Hadoop

My boss has been encouraging me to learn some new technologies related to my interest in database development. He mentioned that Hadoop may be such a candidate. Hadoop is a set of open source utilities. They are used to solve problems with a massive amount of data and computation. They rely on distributed storage implemented by HDFS.

The programming model used by Hadoop is MapReduce. Data files are split into large blocks. These blacks are distributed across nodes. Code is also transferred to these nodes. Data is processed in parallel. The result is faster than conventional computing, even faster than mainframes. One of the biggest users of the tech is Yahoo for their search.

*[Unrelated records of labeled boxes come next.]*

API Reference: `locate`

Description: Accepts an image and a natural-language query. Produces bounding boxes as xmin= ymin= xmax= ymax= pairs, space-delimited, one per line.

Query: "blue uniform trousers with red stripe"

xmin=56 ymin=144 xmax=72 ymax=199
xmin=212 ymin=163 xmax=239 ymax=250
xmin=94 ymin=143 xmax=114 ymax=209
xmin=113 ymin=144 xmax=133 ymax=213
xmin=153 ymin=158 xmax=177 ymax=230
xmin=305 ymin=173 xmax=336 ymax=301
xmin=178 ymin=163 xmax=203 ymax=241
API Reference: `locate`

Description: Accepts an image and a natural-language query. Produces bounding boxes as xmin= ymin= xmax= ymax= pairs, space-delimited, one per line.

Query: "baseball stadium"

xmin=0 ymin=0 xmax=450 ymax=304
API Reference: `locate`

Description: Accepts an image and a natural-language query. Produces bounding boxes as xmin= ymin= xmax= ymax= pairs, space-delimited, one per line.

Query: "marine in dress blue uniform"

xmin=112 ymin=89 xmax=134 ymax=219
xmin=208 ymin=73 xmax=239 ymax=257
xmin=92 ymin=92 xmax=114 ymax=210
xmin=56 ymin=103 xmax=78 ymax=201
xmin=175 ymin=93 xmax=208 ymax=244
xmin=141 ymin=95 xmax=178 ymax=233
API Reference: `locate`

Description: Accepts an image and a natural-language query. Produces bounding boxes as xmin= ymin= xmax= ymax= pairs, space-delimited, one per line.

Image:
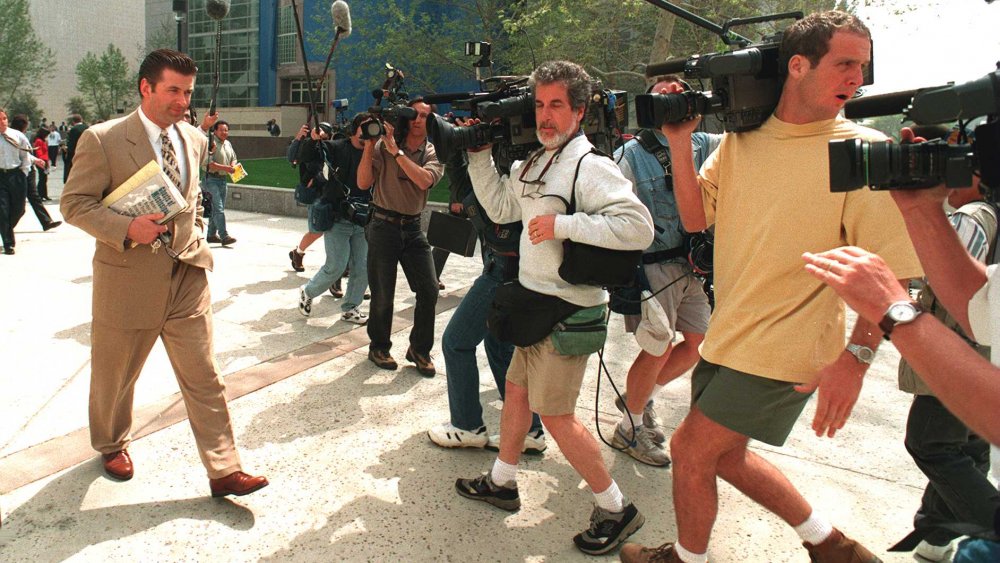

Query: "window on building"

xmin=188 ymin=0 xmax=258 ymax=107
xmin=287 ymin=80 xmax=326 ymax=106
xmin=277 ymin=5 xmax=297 ymax=65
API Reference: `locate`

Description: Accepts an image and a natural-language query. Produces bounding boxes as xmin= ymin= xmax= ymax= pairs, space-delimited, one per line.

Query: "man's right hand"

xmin=128 ymin=213 xmax=167 ymax=244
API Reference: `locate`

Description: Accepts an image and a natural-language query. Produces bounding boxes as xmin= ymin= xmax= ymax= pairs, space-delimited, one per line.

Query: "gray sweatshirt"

xmin=469 ymin=135 xmax=653 ymax=307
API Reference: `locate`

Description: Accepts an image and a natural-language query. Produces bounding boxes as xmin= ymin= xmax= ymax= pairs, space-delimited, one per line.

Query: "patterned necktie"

xmin=160 ymin=131 xmax=184 ymax=192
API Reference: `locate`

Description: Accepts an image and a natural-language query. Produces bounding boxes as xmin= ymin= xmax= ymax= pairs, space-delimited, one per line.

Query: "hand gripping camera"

xmin=829 ymin=65 xmax=1000 ymax=198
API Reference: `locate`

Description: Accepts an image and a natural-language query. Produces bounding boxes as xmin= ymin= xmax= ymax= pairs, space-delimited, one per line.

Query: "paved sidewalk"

xmin=0 ymin=175 xmax=923 ymax=562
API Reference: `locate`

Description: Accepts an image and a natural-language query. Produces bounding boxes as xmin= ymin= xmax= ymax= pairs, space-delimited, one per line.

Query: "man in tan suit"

xmin=60 ymin=49 xmax=267 ymax=496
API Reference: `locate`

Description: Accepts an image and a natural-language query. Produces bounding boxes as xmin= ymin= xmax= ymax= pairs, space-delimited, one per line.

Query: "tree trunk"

xmin=646 ymin=10 xmax=677 ymax=82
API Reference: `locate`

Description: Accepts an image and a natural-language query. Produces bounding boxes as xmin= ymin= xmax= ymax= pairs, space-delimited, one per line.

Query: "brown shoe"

xmin=802 ymin=528 xmax=882 ymax=563
xmin=288 ymin=248 xmax=306 ymax=272
xmin=208 ymin=471 xmax=267 ymax=497
xmin=368 ymin=350 xmax=399 ymax=371
xmin=101 ymin=450 xmax=135 ymax=481
xmin=406 ymin=348 xmax=437 ymax=377
xmin=619 ymin=542 xmax=683 ymax=563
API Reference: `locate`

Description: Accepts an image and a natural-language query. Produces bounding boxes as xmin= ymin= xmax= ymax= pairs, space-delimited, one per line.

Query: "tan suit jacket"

xmin=59 ymin=111 xmax=212 ymax=329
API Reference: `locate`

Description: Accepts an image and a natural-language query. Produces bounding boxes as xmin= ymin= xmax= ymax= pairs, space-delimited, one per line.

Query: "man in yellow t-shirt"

xmin=622 ymin=11 xmax=921 ymax=563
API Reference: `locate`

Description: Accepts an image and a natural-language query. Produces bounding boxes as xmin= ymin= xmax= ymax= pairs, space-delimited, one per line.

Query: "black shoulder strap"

xmin=635 ymin=129 xmax=674 ymax=191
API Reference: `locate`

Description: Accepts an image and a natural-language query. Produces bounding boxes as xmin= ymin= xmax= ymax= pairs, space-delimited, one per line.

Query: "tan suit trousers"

Hadoop is mainly written in Java. Some of it is in C. And there are some shell scripts involved. You access it through a Java API. However any programming language can use it via the Thift API or some other third party library. It does require the JRE. Files can be in the gigabyte or terabyte size. It does not require a RAID and data replication is built in. Usage is for immutable files. Concurrent write is not supported.

HDFS is a distributed, scalable, and portable file system. It is also written in Java. It acts like a data store. It is not POSIX compliant (which helps it achieve great speed). It also has a Java API. There are also shell commands that can interact with it.

Apache has many packages that go atop Hadoop. These include Pig, Hive, HBase, Spark, and Ooozie.